SCHOOL OFFICIALS AT FORUM ENDORSE SCRIPTED TEACHING

By Ray Quintanilla
Tribune education reporter
April 6, 2001    

Top Chicago Public Schools officials say they emerged from Mayor Richard
Daley's Reading Roundtable on Thursday more convinced than ever that
improving reading in the city's 200 worst elementary schools requires
scripted classroom interaction between teachers and pupils.

It is a controversial step, considering that many teachers and school reform
organizations say such methods stifle creativity and harm the learning
process.

But Chicago Board of Education President Gery Chico said teachers have
nothing to fear, because such instruction is free of guesswork and offers
them a clear picture of what's expected. It's a roadmap for how to succeed,
he said.

"There's no getting away from this," Chico said moments after the conference
concluded. "These methods have been shown to work. The mayor wants to see
more progress, and we have to deliver."

Daley has pushed for improving reading scores through direct instruction, a
method that requires teachers to follow a script of what to cover each day
and students to respond by calling out scripted answers.

The conference Thursday--which attracted some 500 educators to the Harold
Washington Library--was convened to promote an open discussion about what
the Chicago Public Schools can do to raise stagnant reading scores across
the system.

Though the shortcomings of teachers were a hot topic of discussion, Daley
said he did not believe the system's 26,000 teachers were solely to blame
for the fact that only a third of the public school students read at grade
level.

"It's up to all of us to promote a culture of reading," Daley said. "I
believe our success in reading will determine the long-term success or
failure of our entire school reform effort. It's just that important."

The 11-member panel included educators, administrators and reading scholars
from across the nation. To improve, panelists said, Chicago's schools must
do more to train teachers.

Too often, they said, teachers come to school with no real concept of how to
reach a child who labors to read. And those issues only become more complex
as the pupil reaches the upper grades.

One practical thing schools can do immediately to improve, they said, is
hire principals who also have expertise in reading.

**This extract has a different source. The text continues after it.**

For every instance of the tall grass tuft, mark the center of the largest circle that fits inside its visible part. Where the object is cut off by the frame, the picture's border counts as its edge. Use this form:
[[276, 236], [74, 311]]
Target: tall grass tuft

Louisa Cook Moats, site director of the Washington, D.C.-based National
Institute of Child Health and Human Development Early Interventions Project,
said teachers need a clear picture of what's expected.

"Teachers tell us their days are overwhelmed with chores. They tell us they
want to know what they should do, how to get things done. They do not want
us to reinvent instruction," she said.

But Sharon Frost, the only Chicago Public School teacher on the 11-member
panel, said she felt teachers were unfairly singled out during the
conference.

"I don't think you can give a teacher a script and say, `OK, now go and get
things done,'" said Frost, a 1st-grade teacher at Norwood Park Elementary
School and a recent Golden Apple Award winner. "It's not that simple."

Privately, public school officials say they have to find a way to compensate
for poor teachers because firing bad ones has proved nearly impossible.

Donald Moore, executive director of the reform group Designs for Change,
said he was pleased Daley has made improved reading a top priority. But
bringing children up to grade level is going to involve more than just
scripted student-teacher interaction, said Moore, who was in the audience.

"Once again there was a sense from some of the panelists that they had the
magic bullet," he said. "In schools with low reading scores, there's a high
probability those schools are dysfunctional on an organizational level as
well."

Daley said he planned in the coming weeks to appoint a blue-ribbon panel on
how to improve reading in the public schools.